@RaulSolisEU | Miro una y otra vez esta fotografía de Ascensión Mendieta dándole sepultura a su padre, asesinado hace 78 años por ser sindicalista de la UGT y defender un trabajo decente y un salario digno para quienes su único patrimonio eran sus manos y el sudor de su frente. Las miro una y otra vez y no puedo apartar mi mirada de la cara emocionada de Ascensión a sus 91 años. No puedo dejar de mirarla, de admirarla y de llorar de rabia y también de agradecimiento a la fuerza telúrica de una mujer que ha sido capaz de resistir 91 años para enterrar decentemente a su padre, Timoteo Mendieta, un hombre sencillo de un pueblo de Guadalajara sin más patrimonio que la fuerza de su trabajo.

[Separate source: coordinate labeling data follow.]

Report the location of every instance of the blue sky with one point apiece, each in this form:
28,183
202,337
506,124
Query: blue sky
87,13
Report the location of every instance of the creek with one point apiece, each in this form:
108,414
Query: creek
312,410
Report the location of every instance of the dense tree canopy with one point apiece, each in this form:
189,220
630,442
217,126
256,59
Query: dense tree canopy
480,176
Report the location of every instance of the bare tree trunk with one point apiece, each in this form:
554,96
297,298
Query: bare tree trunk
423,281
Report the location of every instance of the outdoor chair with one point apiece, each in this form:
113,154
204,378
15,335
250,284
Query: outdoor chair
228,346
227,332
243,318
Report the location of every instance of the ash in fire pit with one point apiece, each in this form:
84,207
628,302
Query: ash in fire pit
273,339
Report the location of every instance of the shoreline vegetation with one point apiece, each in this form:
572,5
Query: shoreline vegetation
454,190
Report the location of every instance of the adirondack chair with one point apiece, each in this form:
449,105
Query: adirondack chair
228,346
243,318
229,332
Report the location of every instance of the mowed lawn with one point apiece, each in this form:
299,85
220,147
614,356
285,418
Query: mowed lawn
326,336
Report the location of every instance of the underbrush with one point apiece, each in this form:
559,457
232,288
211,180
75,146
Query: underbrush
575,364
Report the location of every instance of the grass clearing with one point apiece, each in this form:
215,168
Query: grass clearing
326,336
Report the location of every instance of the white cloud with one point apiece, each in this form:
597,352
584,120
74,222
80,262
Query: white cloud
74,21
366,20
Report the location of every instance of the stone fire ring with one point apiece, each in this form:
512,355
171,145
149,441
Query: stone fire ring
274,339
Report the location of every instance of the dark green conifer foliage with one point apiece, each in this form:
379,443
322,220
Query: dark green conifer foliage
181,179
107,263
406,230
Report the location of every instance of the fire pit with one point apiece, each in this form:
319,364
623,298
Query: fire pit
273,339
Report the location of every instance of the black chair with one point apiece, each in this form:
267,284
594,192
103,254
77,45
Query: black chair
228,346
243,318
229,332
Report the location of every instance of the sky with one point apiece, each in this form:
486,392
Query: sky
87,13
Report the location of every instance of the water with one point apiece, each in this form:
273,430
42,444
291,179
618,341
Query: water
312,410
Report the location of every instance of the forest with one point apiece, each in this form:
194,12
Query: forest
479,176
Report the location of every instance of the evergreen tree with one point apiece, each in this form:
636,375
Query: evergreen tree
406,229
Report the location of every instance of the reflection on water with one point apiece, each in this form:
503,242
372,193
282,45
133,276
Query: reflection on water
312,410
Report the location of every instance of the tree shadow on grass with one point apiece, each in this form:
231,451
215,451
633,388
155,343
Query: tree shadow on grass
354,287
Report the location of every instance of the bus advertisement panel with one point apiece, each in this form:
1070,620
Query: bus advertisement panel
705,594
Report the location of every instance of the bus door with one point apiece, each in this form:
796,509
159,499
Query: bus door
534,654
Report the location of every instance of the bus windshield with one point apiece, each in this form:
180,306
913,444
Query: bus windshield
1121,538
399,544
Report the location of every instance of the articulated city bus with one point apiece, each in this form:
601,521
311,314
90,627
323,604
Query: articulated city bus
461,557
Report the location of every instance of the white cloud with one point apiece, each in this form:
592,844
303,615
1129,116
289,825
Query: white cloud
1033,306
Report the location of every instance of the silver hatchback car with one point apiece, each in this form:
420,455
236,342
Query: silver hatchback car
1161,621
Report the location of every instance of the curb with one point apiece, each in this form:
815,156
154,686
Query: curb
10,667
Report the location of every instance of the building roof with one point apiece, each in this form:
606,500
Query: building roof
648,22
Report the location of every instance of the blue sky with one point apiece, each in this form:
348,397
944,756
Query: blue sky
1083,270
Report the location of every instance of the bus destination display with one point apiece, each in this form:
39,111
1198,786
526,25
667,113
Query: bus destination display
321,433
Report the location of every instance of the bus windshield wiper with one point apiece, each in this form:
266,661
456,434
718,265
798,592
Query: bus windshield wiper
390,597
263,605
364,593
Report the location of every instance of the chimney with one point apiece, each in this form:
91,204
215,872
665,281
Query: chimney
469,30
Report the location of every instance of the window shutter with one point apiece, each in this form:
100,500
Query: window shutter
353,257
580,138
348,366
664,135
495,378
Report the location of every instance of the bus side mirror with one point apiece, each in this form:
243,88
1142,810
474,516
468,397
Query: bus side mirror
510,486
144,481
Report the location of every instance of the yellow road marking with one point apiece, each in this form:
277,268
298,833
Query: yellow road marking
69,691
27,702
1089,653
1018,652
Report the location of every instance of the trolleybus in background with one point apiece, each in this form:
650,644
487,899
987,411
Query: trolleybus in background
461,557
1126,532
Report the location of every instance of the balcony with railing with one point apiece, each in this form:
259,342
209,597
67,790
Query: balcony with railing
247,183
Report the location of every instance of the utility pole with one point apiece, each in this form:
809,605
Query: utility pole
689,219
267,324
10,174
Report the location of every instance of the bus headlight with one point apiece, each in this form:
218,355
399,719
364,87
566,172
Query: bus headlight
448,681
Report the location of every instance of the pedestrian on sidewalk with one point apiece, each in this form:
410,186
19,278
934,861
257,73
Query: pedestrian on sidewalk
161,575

Frágil como una rama a punto de troncharse, no puedo dejar de mirarla delante del féretro con los restos óseos de su padre, sacado de una fosa común a la que fue tirado como si fuera un perro hace 78 años, sin que un solo gobierno español se haya dignado a darle una sepultura decente. No puedo parar de mirar fijamente a Ascensión, sentada delante del panteón en el que baja su padre para descansar eternamente, y pensar en la cantidad de veces que habrá sido señalada en su pueblo, la de fascistas que la habrán despreciado y la de veces que se habrá visto obligada a esquivar las miradas odiosas de quienes asesinaron a su padre por el único delito de ser un hombre bueno y justo con carnet de la Unión General de Trabajadores.
Me la imagino el día que mataron a su padre, llorando en la intimidad de la casa, comiéndose el llanto junto a sus hermanos y madre por miedo a que ellos fueran también montados en una camioneta y fusilados en las tapias del cementerio como horas antes habían hecho con su padre. Me la imagino acudiendo con su madre a pedir información de su padre ya fusilado y encontrarse con un arsenal de odio e inhumanidad al otro lado del mostrador. Me la imagino volviendo a casa, sin respuesta, humillada, vejada, destrozada y con la mirada incapaz de señalar el horizonte. Me la imagino saliendo a pedir trabajo por las calles del pueblo con pavor a que no se lo dieran por ser hija de su padre.
Me la imagino el día de su boda, esperando que llegara su padre para agarrarla del brazo y llevarla al altar. Me la imagino el día que nacieron sus hijos esperando a que su padre conociera a sus nietos. Me la imagino yendo a votar en las primeras elecciones democráticas tras la reinstauración de la democracia para vengarse de quienes asesinaron a su padre y llenaron de oscuridad la vida de una niña de 13 años que creció siendo señalada y apestada por ser la hija de un sindicalista.
Me la imagino envejecer esperando a que la Casa Real se refiriese al franquismo como lo que fue, una dictadura atroz que le segó la vida al padre de Ascensión y le mutiló la esperanza a una niña de 13 años que ha vivido siempre de luto. La imagino cuidar de su salud para poder terminar la tarea de enterrar digna y decentemente a su padre. Imagino el frío que tuvo que sentir en el avión a Argentina y la vergüenza delante de la jueza mientras le explicaba que en su país se le niega el derecho a saber en qué condiciones fue asesinado su padre y dónde estaba enterrado. Me la imagino con miedo a morirse antes de encontrar a su padre para darle un enterramiento digno en el panteón familiar.
Si fuéramos un país democrático, Ascensión Mendieta sería un icono de dignidad, un faro en el que mirarnos como sociedad y mañana sería recibida por el rey Felipe VI, la máxima autoridad del Estado, para pedirle perdón como país a ella y a todas las víctimas a las que el franquismo condenó a la orfandad, a vivir esquivando miradas inquisitoriales y a esconder una pena que nunca tuvieron derecho a llorar. Pero como no somos un país decente, nos tenemos que conformar con mirar y admirar a Ascensión Mendieta, una mujer sencilla convertida en heroína porque vive en un país, el único del mundo donde triunfó el fascismo en el siglo XX, en el que 40 años después del fin de la dictadura sigue sin ser política de Estado la dignificación de los 114.000 desaparecidos que 80 años después de su fusilamiento no han podido ser llorados con flores en un país que se dice democrático.